Jean-Michel Chambon la Tour

1739 - 1815

Informations générales
  • Né le 22 août 1739 à Uzès (Gard - France)
  • Décédé le 6 avril 1815 à Uzès (Gard - France)

Mandats à l'Assemblée nationale ou à la Chambre des députés

Régime politique
Révolution
Législature
Assemblée nationale constituante
Mandat
Du 30 mars 1789 au 30 septembre 1791
Baillage
Nîmes et Beaucaire (Type : Sénéchaussée)
Groupe
Tiers-Etat
Régime politique
Révolution
Législature
Convention nationale
Mandat
Du 20 mai 1793 au 26 octobre 1795
Département
Gard
Groupe
Montagne

Biographies

Biographie extraite du dictionnaire des parlementaires français de 1789 à 1889 (Adolphe Robert et Gaston Cougny)

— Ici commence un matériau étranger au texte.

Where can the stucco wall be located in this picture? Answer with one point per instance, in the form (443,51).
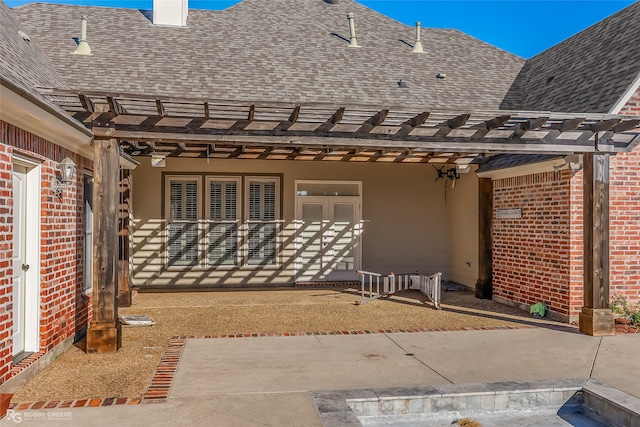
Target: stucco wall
(63,308)
(404,214)
(461,204)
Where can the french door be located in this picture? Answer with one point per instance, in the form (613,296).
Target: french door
(328,238)
(20,266)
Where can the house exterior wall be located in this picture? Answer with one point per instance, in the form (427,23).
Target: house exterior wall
(461,203)
(624,214)
(403,215)
(532,255)
(63,306)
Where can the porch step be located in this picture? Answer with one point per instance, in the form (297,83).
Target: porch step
(335,284)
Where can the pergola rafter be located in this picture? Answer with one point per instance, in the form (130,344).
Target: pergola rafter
(182,127)
(191,128)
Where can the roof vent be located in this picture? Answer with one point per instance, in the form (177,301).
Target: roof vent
(83,47)
(24,36)
(170,12)
(417,46)
(352,30)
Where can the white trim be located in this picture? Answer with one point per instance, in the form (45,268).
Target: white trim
(328,201)
(627,96)
(207,220)
(32,240)
(528,169)
(246,221)
(21,112)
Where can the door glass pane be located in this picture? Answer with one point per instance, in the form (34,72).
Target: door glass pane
(328,189)
(343,236)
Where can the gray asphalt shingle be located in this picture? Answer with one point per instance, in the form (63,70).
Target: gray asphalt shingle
(588,72)
(275,50)
(22,63)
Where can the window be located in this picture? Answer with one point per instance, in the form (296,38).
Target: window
(211,237)
(183,222)
(262,222)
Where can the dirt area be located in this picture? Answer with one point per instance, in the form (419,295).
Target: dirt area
(127,373)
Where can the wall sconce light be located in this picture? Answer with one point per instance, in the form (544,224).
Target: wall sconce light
(67,167)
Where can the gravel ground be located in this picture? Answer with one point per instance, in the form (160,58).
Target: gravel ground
(127,373)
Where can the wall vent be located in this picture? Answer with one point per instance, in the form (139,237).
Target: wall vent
(171,13)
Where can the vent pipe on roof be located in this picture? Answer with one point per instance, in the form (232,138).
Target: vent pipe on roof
(417,46)
(83,47)
(352,30)
(170,12)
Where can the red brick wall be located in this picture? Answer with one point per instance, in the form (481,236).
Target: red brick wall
(539,257)
(6,268)
(64,309)
(532,255)
(624,213)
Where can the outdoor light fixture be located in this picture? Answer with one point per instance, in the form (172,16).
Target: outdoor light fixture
(67,167)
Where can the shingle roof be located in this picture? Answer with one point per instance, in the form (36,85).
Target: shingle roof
(275,50)
(22,63)
(589,72)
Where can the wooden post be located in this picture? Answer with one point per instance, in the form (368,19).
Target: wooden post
(596,318)
(124,241)
(105,334)
(484,285)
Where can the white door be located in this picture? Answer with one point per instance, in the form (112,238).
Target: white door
(328,236)
(20,266)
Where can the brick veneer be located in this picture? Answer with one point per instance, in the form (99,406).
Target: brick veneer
(531,255)
(624,214)
(539,257)
(64,307)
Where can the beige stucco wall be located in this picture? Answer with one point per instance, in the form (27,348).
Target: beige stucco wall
(462,221)
(405,217)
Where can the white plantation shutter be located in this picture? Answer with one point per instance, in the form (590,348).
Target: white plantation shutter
(183,222)
(262,236)
(223,223)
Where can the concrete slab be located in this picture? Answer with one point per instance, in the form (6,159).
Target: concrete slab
(265,381)
(502,355)
(618,363)
(278,364)
(264,409)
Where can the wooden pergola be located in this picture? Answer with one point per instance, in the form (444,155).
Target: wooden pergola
(142,125)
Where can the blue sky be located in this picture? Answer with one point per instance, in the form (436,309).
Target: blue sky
(523,27)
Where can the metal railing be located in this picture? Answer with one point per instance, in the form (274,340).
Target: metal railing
(375,285)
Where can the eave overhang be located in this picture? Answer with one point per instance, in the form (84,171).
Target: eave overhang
(186,127)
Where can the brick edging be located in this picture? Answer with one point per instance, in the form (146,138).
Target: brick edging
(162,380)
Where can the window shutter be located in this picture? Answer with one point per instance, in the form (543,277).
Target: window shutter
(183,225)
(262,238)
(223,227)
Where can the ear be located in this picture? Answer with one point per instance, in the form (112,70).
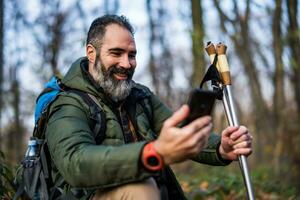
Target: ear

Député à l'Assemblée constituante de 1789, membre de la Convention, député au Conseil des Anciens, né à Uzès (Gard), le 22 août 1739, mort en 1815, il adopta avec modération les idées nouvelles, devint maire d'Uzès, et fut élu, le 30 mars 1789, député du tiers aux Etats-Généraux, par la sénéchaussée de Nîmes et Beaucaire. Il fit partie de la majorité de l'Assemblée constituante.

Choisi le 10 septembre 1792, par le département du Gard, comme député suppléant à la Convention, par 238 voix sur 477 votants, il ne fut admis à siéger que le 20 mai 1793, en remplacement de M. Balla, démissionnaire. Il n'eut donc pas, ainsi que le prétend la Biographie Universelle de Michaud, à feindre d'être malade pour éviter de prendre part au jugement de Louis XVI. La vérité est qu'il observa jusqu'au 9 thermidor une conduite des plus réservées, et qu'il réussit à ne point se compromettre. Envoyé, après la chute des Jacobins, en mission à Marseille, avec Cadroy, il poursuivit le parti des vaincus, et réclama de la Convention des mesures de rigueur exceptionnelles. Après avoir réprimé violemment l'insurrection de Toulon, il revint à Paris, et reprit sa place dans l'assemblée ou il fut l'objet, ainsi que Cadroy et Mariette, de nombreuses accusations: Pélissier lui reprocha d'avoir prêté les mains à l'égorgement des patriotes dans les prisons d'Aix. Il se défendit opiniâtrement et avec succès: l'affaire n'eut pas de suites.

Le 4 brumaire an IV, Chambon-Latour passa, comme ex-conventionnel, au Conseil des Anciens : les mêmes accusations furent portées de nouveau contre lui; mais l'assemblée n'en tint pas compte. Le coup d'Etat de brumaire le rendit à la vie privée.